For some reason I couldn’t fathom, possibly connected to the way all women seem to possess a sensitivity for such moods, Mum asked me why I shunned Gran so. It wasn’t something I did effusively; wary as I was of her I didn’t want to hurt her feelings. That Mum had noticed my rejection of her, however subtle, and mentioned it specifically, I found myself discussing it where otherwise I might have shrugged off the allegations as ludicrous.

“She worships you, Daniel,” she said, once we’d established that my coolness towards her was in no way malicious.

“Why?” I didn’t wait for an answer. “I don’t like her. She makes me feel, I don’t know… invaded.” That was true enough; even in my dreams I’d sometimes see her bending over me, her face dipping in and out of shadow, till she was able to thieve the breath from my lip and the color from my skin. Close enough to peel me open and tuck herself safely inside.

“Humor her. You’d like to see her go to the grave miserable?”

“No. Of course not.” I suppose in that moment, my need to leave home grew to the point where I could no longer let it simmer as just another fancy of mine.

The water was getting cold.

I spent the day sorting out boxes in the kind of resigned melancholy that only people who’ve experienced a large scale move can understand.
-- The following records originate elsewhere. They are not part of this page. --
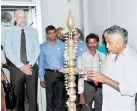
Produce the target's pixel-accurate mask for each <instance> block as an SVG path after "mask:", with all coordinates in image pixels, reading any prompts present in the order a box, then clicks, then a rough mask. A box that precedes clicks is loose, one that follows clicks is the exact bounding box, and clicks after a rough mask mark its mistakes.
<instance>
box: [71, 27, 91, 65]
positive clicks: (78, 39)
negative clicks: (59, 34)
mask: <svg viewBox="0 0 137 111" xmlns="http://www.w3.org/2000/svg"><path fill="white" fill-rule="evenodd" d="M72 31H73V35H74V40H75V43H76V45H77V49H76V54H75V64H76V66H77V59H78V57H79V56H80V55H81V54H83V53H84V52H86V51H87V50H88V48H87V46H86V44H85V43H84V41H82V40H80V32H79V30H78V29H77V28H73V30H72Z"/></svg>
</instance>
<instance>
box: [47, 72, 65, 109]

I was sure these boxes and the crap they contained had multiplied overnight. Once I’d established a pile in each room I set about cleaning windows. Silly, really, when so much hoovering and dusting needed to be done; when I got round to it all the stirred up muck would settle on the windows again, but I didn’t mind, it’s a part of housework I find almost soporific. Maybe it’s the rhythm of the task or the squeegee’s magic which, since childhood, I’ve regarded with a kind of awe. It took on a deeper significance now, though, as I went from room to room because I saw the garden differently each time. It wasn’t so much a fresh angle that intrigued me but the misting I caused on the glass with my cloth and polish through which the body of grass and brambles took on a novel complexion. Was it my imagination that suggested, beyond the pink scars of Windolene, a twisted frame of bone or was it simply shadows and greenery, coercing the thought? I’m famed for seeing shapes in clouds nobody else can discern; I oughtn’t become frantic about a suggestion of rippled gray that looks like a grid of ribs or a softly shaded globe punched with moments of black where eyes might once have been cradled.

My squeegee cut through the haze and made everything clear, including my foolishness. The grass was flattened in one area, the well it created pooling with shadows that were so bland and unambiguous I found myself straining to pinpoint the foundations of my unease in their shapes.
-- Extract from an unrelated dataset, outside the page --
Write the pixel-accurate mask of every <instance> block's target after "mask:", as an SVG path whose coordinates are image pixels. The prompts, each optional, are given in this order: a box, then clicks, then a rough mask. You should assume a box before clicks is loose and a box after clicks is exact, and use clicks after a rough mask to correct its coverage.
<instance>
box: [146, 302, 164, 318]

Harriet arrived shortly after a meager dinner of beans, crackers, and half a tube of Smarties. She helped me stack my paperbacks on shelves and suggested some colors for the bathroom; she’d be able to get the gear cheap as her father worked in one of the vast home improvement stores that were slowly surrounding the town. I kissed her, not expecting, or particularly wanting it to lead to anything—I was tired—but it did, and she led me out through the back door into the rasping garden.